Some have felt that aspects of the campaign were rather linear. How do you respond to that?
CE: When Janyce and I were writing the first edition, we started out with a very broad plot landscape. As we wrote, two things happened. One was that we found ourselves trapped between an immense plot and the need to deliver a tale in less than 2,000 pages. If we even tried to list out the consequences of each choice at each decision point, the thing grew without bounds. If we *didn't* list them out, the play-test Keepers bogged down from the sheer complexity of the situations and couldn't finish. In the end, we decided it was important to give the Keepers as much insight as we could into the NPC reactions and emotions, so we took the common elements from all our play-tests and wrote the book as a drama featuring those choices. If you've read the first edition, you know: we never intended our "plot" to be the only way the story could go, but we wanted to show something; we showed a likely outcome, then encouraged the Keepers reading the book to take it and bend it however they pleased. Thus we were disappointed when everyone read the book and said "there's only one path through it -- it's so linear it sucks!"

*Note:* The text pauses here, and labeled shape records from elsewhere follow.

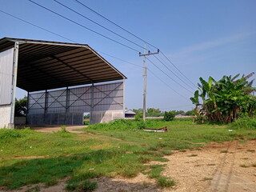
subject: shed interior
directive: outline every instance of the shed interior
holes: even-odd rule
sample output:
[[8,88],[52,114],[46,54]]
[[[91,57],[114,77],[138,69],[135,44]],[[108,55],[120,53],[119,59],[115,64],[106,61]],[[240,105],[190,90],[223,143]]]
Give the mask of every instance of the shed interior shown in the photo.
[[0,39],[0,52],[19,42],[17,86],[38,91],[126,77],[86,44]]

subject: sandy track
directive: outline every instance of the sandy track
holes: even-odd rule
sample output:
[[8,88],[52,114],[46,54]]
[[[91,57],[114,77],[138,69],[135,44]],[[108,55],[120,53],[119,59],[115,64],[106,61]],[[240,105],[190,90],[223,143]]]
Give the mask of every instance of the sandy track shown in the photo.
[[[154,179],[139,174],[134,178],[100,178],[96,192],[240,192],[256,191],[256,141],[210,143],[201,150],[176,152],[166,156],[167,162],[162,174],[176,182],[173,188],[159,188]],[[39,184],[41,191],[65,191],[66,180],[48,188]],[[31,186],[20,190],[26,191]]]
[[256,191],[255,150],[256,141],[211,143],[165,157],[162,174],[177,182],[170,191]]

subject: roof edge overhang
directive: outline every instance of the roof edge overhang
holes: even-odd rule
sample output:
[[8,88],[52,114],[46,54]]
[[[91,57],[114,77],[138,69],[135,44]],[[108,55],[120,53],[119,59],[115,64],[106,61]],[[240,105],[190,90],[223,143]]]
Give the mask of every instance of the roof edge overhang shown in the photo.
[[93,48],[91,48],[87,44],[81,44],[81,43],[73,43],[73,42],[52,42],[52,41],[43,41],[43,40],[33,40],[33,39],[25,39],[25,38],[2,38],[0,39],[0,44],[2,42],[19,42],[20,44],[23,43],[34,43],[34,44],[46,44],[46,45],[54,45],[54,46],[77,46],[77,47],[84,47],[90,50],[91,50],[94,54],[96,54],[98,58],[100,58],[106,64],[110,66],[113,70],[114,70],[117,73],[118,73],[123,79],[126,79],[127,78],[122,74],[118,70],[117,70],[114,66],[112,66],[109,62],[107,62],[102,56],[98,54]]

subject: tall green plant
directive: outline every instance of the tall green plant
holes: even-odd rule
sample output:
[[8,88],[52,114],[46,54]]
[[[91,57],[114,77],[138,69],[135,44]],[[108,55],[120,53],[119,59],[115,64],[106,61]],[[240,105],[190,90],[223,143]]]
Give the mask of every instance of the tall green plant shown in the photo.
[[[251,73],[240,78],[239,74],[223,76],[219,81],[210,77],[208,82],[200,78],[198,90],[194,92],[192,102],[196,106],[195,114],[203,122],[207,121],[229,123],[243,114],[254,116],[256,110],[256,98],[252,93],[256,90],[252,87],[254,80],[247,79],[253,76]],[[202,102],[200,103],[200,101]]]

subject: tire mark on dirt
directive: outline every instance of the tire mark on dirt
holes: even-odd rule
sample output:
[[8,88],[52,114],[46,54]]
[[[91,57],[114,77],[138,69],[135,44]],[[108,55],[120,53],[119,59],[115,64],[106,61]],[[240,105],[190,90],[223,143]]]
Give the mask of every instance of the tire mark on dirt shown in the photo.
[[[226,150],[228,151],[230,147],[230,143],[228,143],[228,146],[227,146],[227,148],[226,148]],[[226,160],[227,158],[227,153],[225,153],[223,157],[221,158],[221,162],[219,163],[219,165],[216,167],[214,174],[213,174],[213,178],[216,178],[216,182],[214,179],[212,180],[211,183],[210,183],[210,188],[211,186],[214,185],[214,188],[213,190],[211,190],[210,191],[212,192],[216,192],[218,191],[218,188],[220,185],[220,181],[221,181],[221,178],[222,177],[222,174],[223,174],[223,170],[224,170],[224,166],[225,166],[225,164],[226,164]]]
[[235,160],[235,157],[236,157],[236,154],[238,152],[238,141],[235,142],[235,149],[234,149],[234,152],[233,154],[233,158],[232,158],[232,162],[230,165],[230,172],[228,174],[228,178],[226,179],[226,186],[225,186],[225,190],[224,191],[228,191],[229,186],[230,186],[230,179],[232,177],[232,173],[233,173],[233,170],[234,170],[234,160]]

The other thing that came up as we wrote the endgame was that we found the physical needs of exploring the Antarctic, with the aircraft we had chosen and the environment of the high plateau, kept cutting our options back and back and back. Our original vast and choice-filled landscape in the City was so constrained by the need for oxygen and the limits of the cargo holds that things had to be short and sweet or everyone would simply die. Some of the railroading, then, comes at the very end - and it comes from straight-up physics. Yet the ending is the only part that readers do not complain about; so I must scratch my head.
In the second edition of course, I had an opportunity to loosen those shackles somewhat. Lowered plateau; less or no need for oxygen. Hooray! Folks can stay longer and explore more easily. So a lot of stuff was thrown back in that had to be left out the first time. The result, of course, is a scenario containing vast amounts of material. In fact it's pretty much a given: You cannot see/play/do it all in any given game. There're too many choices... too open-ended? Perhaps.